ConRetroBert reaches 75.4% accuracy on retrosynthesis by splitting retrieval and ranking
New arXiv preprint reframes template-based retrosynthesis as dense retrieval plus listwise ranking, using EMA-stabilized encoders to predict reactants from reaction templates without destabilizing hard-negative mining.
ConRetroBert, a dual-encoder framework presented in a new arXiv preprint, treats template-based retrosynthesis as a two-stage retrieval and ranking problem rather than global classification over thousands of reaction rules. The approach reports 75.4% top-1 accuracy on the USPTO-50k benchmark when fine-tuned from a leakage-controlled USPTO-Full checkpoint — a substantial jump over prior template-based methods that typically lag behind template-free models.
Template-based retrosynthesis predicts reactants by selecting an explicit reaction template from a library and applying it to the target product molecule.
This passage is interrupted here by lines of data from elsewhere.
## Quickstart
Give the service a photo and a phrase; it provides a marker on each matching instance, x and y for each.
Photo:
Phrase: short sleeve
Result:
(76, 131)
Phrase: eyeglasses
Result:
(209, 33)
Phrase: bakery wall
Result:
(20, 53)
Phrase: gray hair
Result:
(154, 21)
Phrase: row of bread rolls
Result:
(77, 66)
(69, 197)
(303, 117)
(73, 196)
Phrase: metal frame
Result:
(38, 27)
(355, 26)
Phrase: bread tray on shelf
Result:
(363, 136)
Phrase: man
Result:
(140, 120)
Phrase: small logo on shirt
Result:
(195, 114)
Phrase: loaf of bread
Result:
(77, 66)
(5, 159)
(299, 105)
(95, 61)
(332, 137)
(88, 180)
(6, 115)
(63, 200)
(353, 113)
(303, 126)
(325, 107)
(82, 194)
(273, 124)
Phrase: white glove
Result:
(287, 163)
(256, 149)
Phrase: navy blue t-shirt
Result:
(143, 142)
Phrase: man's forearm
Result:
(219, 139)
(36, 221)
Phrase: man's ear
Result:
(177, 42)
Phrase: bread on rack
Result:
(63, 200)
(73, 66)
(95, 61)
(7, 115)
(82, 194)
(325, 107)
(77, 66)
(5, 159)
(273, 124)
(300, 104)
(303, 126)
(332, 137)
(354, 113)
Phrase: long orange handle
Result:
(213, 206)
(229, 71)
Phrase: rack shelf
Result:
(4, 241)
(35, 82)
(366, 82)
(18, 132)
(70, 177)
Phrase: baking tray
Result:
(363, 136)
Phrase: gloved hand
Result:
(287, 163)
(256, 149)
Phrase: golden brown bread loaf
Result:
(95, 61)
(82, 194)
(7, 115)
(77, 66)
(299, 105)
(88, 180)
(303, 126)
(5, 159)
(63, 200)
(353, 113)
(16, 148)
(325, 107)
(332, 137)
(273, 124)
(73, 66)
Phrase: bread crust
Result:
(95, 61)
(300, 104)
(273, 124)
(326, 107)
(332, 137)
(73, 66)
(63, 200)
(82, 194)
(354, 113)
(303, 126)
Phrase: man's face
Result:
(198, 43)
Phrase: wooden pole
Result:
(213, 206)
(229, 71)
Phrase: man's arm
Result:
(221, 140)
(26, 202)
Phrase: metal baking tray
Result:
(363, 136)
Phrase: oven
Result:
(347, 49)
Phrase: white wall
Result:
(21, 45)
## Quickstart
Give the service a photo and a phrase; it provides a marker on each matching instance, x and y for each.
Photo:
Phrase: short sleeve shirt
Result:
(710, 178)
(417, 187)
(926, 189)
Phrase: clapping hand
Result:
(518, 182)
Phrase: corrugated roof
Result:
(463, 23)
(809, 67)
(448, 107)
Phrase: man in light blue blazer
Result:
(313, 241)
Each prediction is traceable to a known chemical transformation rule, which makes the approach valuable for synthesis planning. The catch has been that template libraries are long-tailed — a few rules appear frequently, thousands appear rarely — and framing template selection as a single softmax classification bottlenecks accuracy. ConRetroBert sidesteps this by splitting the task: Stage 1 uses contrastive pretraining to learn a shared embedding space between product molecules and reaction templates, then retrieves a small candidate set via dense similarity search. Stage 2 refines that candidate set with a listwise ranking objective that handles multiple valid templates per product.
On benchmarks
On USPTO-50k, Stage 2 candidate-set ranking alone lifts top-1 reaction accuracy from 50.5% to 61.3%. Adding the exponential moving average (EMA) template encoder — a slow-moving copy of the live encoder used to build the retrieval bank — pushes accuracy to 62.4% by stabilizing hard-negative mining during training. The EMA trick lets the live encoder adapt to ranking signals without invalidating the mined negatives, a common failure mode in dense retrieval systems. Fine-tuning from a USPTO-Full checkpoint (with leakage controls to prevent test-set contamination) reaches the reported 75.4% top-1 figure.
The authors note that retrieval-based template prediction is especially strong in the long tail of rare templates, and that many correct reactant predictions come from alternative valid templates rather than only the single recorded ground-truth label in the dataset. Code and data are available on GitHub.